Do Meltdown and Spectre invalidate the cloud? Do modern security issues invalidate the cloud? Does lack of provable security invalidate the cloud? But isn’t it provable? These are pretty strong statements, but the latest Spectre patch microcode recall for certain CPUs is starting to make some companies rethink their use of the cloud. What type of data will they place into the cloud? How does one mitigate snooping by others? Does the cloud “model” need to change? Clouds and data centers differ by quite a bit. Defense-in-depth tactics need to change as well.
That is the crux of the matter: private data centers and public clouds are different entities. They have different security considerations. Those are, simply:
- In a private cloud, all data is private to the cloud and the organization, but not the line of business.
- In a public cloud, no data is necessarily private between organizations.
The second is a strong statement, but there are three potential vectors to consider when assessing risk:
- Cloud administrators can potentially see, tamper with, and otherwise affect all data.
- Attacks like Spectre can lead to inadvertent leakage of data.
- Use of API keys inside code, within code repositories, allows potential unknown access to the cloud and other instances of lack of access controls.
However, for each of these vectors, you can set up defense in depth and compensating controls. In other words, the sky is not falling—the cloud is not melting. Developing these compensating defense-in-depth controls is why going to and using the cloud requires more planning than the average private data center. In the cloud, your control mechanisms may be limited. Here are some mitigations and compensating controls for each of these concerns. All are predicated upon knowing the data you have within the cloud: knowing where it is, how it is accessed, etc. Data management is crucial within the cloud.
- Cloud administrator access: Encrypt your data—and not just at rest, but in flight, including in flight within the storage system. For some workloads, you may even consider trusted execution environments so you can do just-in-time decryption of data. Verify that all actions by cloud administrators are tracked.
- Attacks like spectre: This is where data management really becomes an issue. There are two possible mitigations:
- Only place into public clouds data that is public: i.e., data known by all or seen by all, not data that is confidential or has any other nonpublic classification level.
- For nonpublic data, ensure that you have purchased, rented, or leased a nonshared environment from the cloud vendor, such as VMware Cloud Foundation, which runs on dedicated, elastic, bare-metal cloud infrastructure. (VMware Cloud on AWS, Amazon Bare Metal systems, Azure on bare metal, etc.) The best approach would be to use one set of systems per type of data in use: DMZ data, virtual desktop data for one group, virtual desktop data for another group, etc.
- Use of API keys and other access issues: This also has multiple mitigations:
- Use multifactor authentication for access to cloud, application, and system administration and access using just-in-time authentication techniques. In other words, no shared user data should be on the target system to leak.

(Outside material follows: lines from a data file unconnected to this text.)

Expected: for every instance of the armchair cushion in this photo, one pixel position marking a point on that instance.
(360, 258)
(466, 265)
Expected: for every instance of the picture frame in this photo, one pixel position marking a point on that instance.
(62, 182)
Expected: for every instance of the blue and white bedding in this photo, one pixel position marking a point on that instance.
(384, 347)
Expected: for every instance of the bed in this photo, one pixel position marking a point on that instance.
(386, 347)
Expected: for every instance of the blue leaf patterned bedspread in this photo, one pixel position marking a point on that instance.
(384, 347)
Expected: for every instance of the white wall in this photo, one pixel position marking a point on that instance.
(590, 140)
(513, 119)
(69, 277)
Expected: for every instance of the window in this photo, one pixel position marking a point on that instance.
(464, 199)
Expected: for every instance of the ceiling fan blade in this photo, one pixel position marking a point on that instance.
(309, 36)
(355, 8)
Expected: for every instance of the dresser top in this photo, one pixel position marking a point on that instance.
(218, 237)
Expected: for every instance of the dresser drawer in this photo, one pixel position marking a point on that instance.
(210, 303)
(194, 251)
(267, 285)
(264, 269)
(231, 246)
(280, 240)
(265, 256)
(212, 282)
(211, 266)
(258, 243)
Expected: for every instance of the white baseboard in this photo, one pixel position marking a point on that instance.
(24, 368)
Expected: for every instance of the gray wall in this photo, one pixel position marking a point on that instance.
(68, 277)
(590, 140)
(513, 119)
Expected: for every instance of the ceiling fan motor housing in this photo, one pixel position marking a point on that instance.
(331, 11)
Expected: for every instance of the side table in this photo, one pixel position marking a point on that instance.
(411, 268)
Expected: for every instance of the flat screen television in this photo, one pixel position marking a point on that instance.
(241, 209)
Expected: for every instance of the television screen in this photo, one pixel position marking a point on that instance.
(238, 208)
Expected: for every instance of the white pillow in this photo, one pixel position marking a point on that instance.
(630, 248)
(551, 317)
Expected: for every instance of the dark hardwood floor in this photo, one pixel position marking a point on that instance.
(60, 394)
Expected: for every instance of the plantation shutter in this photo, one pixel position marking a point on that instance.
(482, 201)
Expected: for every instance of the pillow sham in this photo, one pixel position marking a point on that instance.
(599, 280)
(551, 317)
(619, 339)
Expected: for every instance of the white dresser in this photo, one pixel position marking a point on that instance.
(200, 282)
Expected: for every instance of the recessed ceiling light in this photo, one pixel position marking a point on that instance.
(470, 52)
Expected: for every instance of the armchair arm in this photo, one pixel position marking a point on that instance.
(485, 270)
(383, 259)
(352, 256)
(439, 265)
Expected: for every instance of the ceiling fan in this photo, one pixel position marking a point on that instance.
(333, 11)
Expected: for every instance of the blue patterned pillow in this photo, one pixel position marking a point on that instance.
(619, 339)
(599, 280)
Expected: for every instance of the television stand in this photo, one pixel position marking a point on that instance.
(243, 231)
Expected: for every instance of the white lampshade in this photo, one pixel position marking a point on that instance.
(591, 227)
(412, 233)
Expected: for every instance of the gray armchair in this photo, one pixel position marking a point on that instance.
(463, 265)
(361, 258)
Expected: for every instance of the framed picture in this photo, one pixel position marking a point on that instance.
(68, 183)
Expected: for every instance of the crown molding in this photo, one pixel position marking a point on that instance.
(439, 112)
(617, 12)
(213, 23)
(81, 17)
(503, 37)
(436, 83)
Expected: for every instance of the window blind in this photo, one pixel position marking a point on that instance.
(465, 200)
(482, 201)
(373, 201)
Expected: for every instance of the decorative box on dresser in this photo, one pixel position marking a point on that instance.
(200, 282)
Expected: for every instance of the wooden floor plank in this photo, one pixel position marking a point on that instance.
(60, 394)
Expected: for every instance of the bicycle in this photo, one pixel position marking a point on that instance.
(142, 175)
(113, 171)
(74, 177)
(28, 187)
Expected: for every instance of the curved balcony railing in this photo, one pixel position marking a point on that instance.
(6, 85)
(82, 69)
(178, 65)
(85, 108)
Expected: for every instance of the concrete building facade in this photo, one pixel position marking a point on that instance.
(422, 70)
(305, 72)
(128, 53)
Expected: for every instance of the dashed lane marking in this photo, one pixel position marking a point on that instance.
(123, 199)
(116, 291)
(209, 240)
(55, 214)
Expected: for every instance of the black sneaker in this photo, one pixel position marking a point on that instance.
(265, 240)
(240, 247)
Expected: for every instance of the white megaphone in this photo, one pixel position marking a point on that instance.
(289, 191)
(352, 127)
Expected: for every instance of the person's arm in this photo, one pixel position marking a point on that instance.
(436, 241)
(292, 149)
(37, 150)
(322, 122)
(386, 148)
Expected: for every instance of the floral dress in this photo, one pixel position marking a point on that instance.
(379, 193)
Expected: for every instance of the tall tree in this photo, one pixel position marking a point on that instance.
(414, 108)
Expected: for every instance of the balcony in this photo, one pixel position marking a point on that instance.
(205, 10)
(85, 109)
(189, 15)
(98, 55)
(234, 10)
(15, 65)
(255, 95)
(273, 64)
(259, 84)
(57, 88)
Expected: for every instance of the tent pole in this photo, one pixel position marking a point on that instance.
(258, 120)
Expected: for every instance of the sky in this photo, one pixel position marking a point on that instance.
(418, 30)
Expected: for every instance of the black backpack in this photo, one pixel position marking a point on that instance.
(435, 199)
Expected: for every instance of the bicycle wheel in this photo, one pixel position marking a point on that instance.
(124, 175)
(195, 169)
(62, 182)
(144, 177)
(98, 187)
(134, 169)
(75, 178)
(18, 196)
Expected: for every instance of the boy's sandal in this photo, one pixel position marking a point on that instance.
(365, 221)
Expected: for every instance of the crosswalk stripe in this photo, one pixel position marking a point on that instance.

- Use Key Vaults for API keys and tools to read code to ensure that API keys are not leaked (vaults can come from HashiCorp, Vormetric, and others). Ensure that API keys are properly rotated by the vault as well.
These mitigations are great for nonshared server systems. These approaches also apply to serverless setups. These same rules apply for DMZ systems and even desktop systems.
The key to the success of your defense in depth will ultimately be about the data within the target systems. We as IT practitioners, security personnel, and business owners need to understand the data in use. We need to understand the risk to the business if that data leaks out. We also need to understand the impact of that data’s leaking (not just to the business, but to society). Data management is key to the future of IT. Spectre is demonstrating that we need to better understand and handle our data.
However, a typical system has multiple forms of confidential and critical information in memory, such as encryption keys, password hashes, unencrypted data, and other data used by attackers to further infiltrate your environment. Will these mitigations stop these styles of attacks? In many ways, yes. Will you need to grow your footprint within the cloud? Potentially. Can you apply these same mitigations to your private data center? Of course.
Would moving from IaaS to SaaS systems offer mitigation? That depends on the SaaS system. Specifically, does the SaaS system run arbitrary code? If it does, then you may want to consider other alternatives. Do your own threat modelling of your applications.
What other mitigation and defense-in depth-configurations will be required? Is there anything I missed? Do your own threat assessment, and share your results here. These are just three potential vectors of attack; there are others. Let me know your other vectors.